In der zweiten Runde wurden dann die rechtlichen Argumente ausgetauscht und das Amtsgericht Mitte erkannte erneut auf die Nichterstattungsfähigkeit der Gutachtenkosten, setzte sich auch weiterhin nicht mit der obergerichtlichen Rechtsprechung auseinander und machte auch nicht von der Möglichkeit Gebrauch, die Berufung zuzulassen. Ist ja auch schön, wenn man als Richter selbst den Daumen drauf haben kann, ob andere vielleicht jedenfalls in der Rechtsfindung schlauer sind als man selbst ist. Die Rechnung hat er aber ohne den VerfGH gemacht, denn die Klägerin wollte dies nicht auf sich sitzen lassen und wir haben erneut Verfassungsbeschwerde eingelegt. Und der VerfGH hat das Urteil nun erneut kassiert, weil bei dieser Sachlage die Berufung hätte zugelassen werden müssen und damit das Urteil wiederum das rechtliche Gehör verletzte. Nun verwies er die Sache aber für die dritte Runde an eine andere Abteilung des AG Mitte zurück.

VerfGH Berlin, Beschluss vom 30.10.2019 – VerfGH 82/17

In dem Verfahren über die Verfassungsbeschwerde

– Verfahrensbevollmächtigte: Hahn, Kroll, Günther – Rechtsanwälte Partnerschaftsgesellschaft, Bundesallee 192, 10717 Berlin –

gegen

das Urteil des Amtsgerichts Mitte vom 27. März 2017 – 109 C 3373/13

Äußerungsberechtigte:

1. Amtsgericht Mitte,
vertreten durch die Präsidentin,
Littenstraße 12-17, 10179 Berlin,

2. Frau …

3. A. Versicherungs-Aktiengesellschaft, …

hat der Verfassungsgerichtshof des Landes Berlin durch die Präsidentin Schudoma, den Vizepräsidenten Dr. Seegmüller und die Richterinnen und Richter Alagün, Dr. Gräfin von Galen, Hilbrans, Kipp, Müller-Jacobsen und Prof. Dr. Schönrock

am 30. Oktober 2019 beschlossen:

Das Urteil des Amtsgerichts Mitte vom 27. März 2017 – 109 C 3373/13 – verletzt die Beschwerdeführerin in ihrem Grundrecht auf effektiven Rechtsschutz und Justizgewährung (Art. 7 VvB i. V. m. dem Rechtsstaatsprinzip). Es wird aufgehoben. Die Sache wird an eine andere Abteilung des Amtsgerichts Mitte zurückverwiesen.

Das Verfahren ist gerichtskostenfrei.

Das Land Berlin hat der Beschwerdeführerin die notwendigen Auslagen zu erstatten.

Gründe

I.

Die Beschwerdeführerin wendet sich gegen ein Urteil des Amtsgerichts Mitte, mit dem ihre Klage in einer Verkehrsunfallsache abgewiesen wurde.

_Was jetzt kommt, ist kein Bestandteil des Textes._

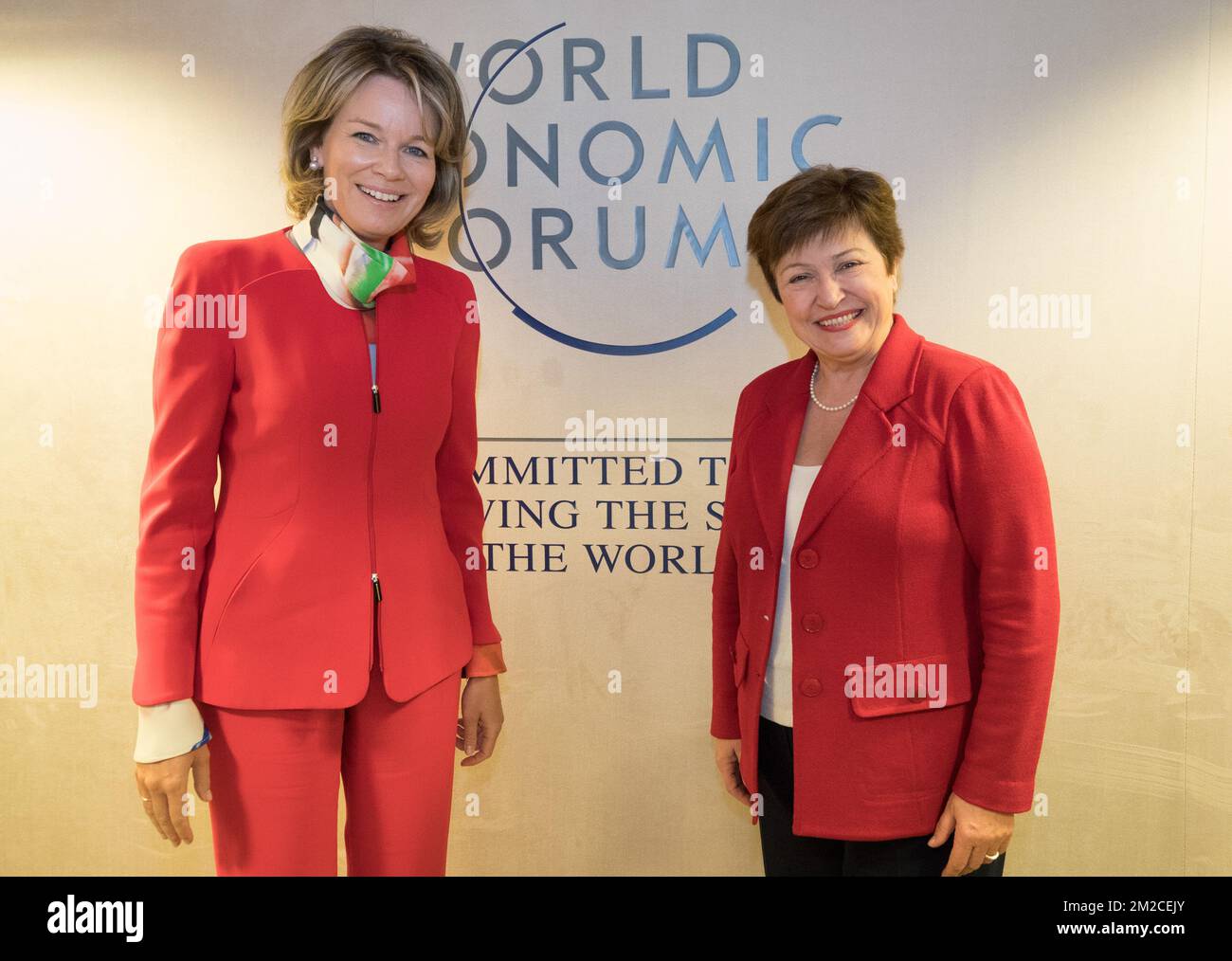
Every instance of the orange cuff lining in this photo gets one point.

Durch einen Verkehrsunfall des Sohns der Beschwerdeführerin und der Äußerungsberechtigten zu 2 wurde das Fahrzeug der Beschwerdeführerin beschädigt. Sie holte daraufhin ein vorgerichtliches Sachverständigengutachten ein, das die Reparaturkosten mit 513,95 Euro netto und 611,60 Euro brutto bezifferte sowie einen Wiederbeschaffungswert von 1175,- Euro brutto und einen Restwert von 500,- Euro brutto auswies. Die Kosten des Sachverständigengutachtens beliefen sich auf 292,- Euro.

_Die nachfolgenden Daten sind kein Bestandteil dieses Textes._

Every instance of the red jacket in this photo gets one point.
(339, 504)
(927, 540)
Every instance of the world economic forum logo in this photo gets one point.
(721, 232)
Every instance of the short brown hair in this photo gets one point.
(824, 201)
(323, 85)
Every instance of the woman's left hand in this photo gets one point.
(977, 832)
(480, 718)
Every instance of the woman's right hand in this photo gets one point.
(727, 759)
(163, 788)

Die Reparaturkosten gemäß Gutachten und die Gutachtenkosten sowie weitere Schadenspositionen machte die Beschwerdeführerin bei der Äußerungsberechtigten zu 3 als Schadensersatz geltend, die eine Regulierung zu 50% vornahm. Daraufhin reichte die Beschwerdeführerin über den nicht regulierten Betrag Klage beim Amtsgericht Mitte ein. Mit Urteil vom 20. April 2015 wies das Gericht die Klage hinsichtlich des Schadensersatzes für die Gutachtenkosten ab.

Auf die Verfassungsbeschwerde der Beschwerdeführerin hob der Verfassungsgerichtshof das Urteil mit Beschluss vom 28. September 2016 – VerfGH 135/15 – (wie alle nachfolgend zitierten Entscheidungen des Verfassungsgerichtshofes unter www.gerichtsentscheidungen.berlin-brandenburg.de abrufbar) wegen Verletzung des Grundrechts auf rechtliches Gehör auf.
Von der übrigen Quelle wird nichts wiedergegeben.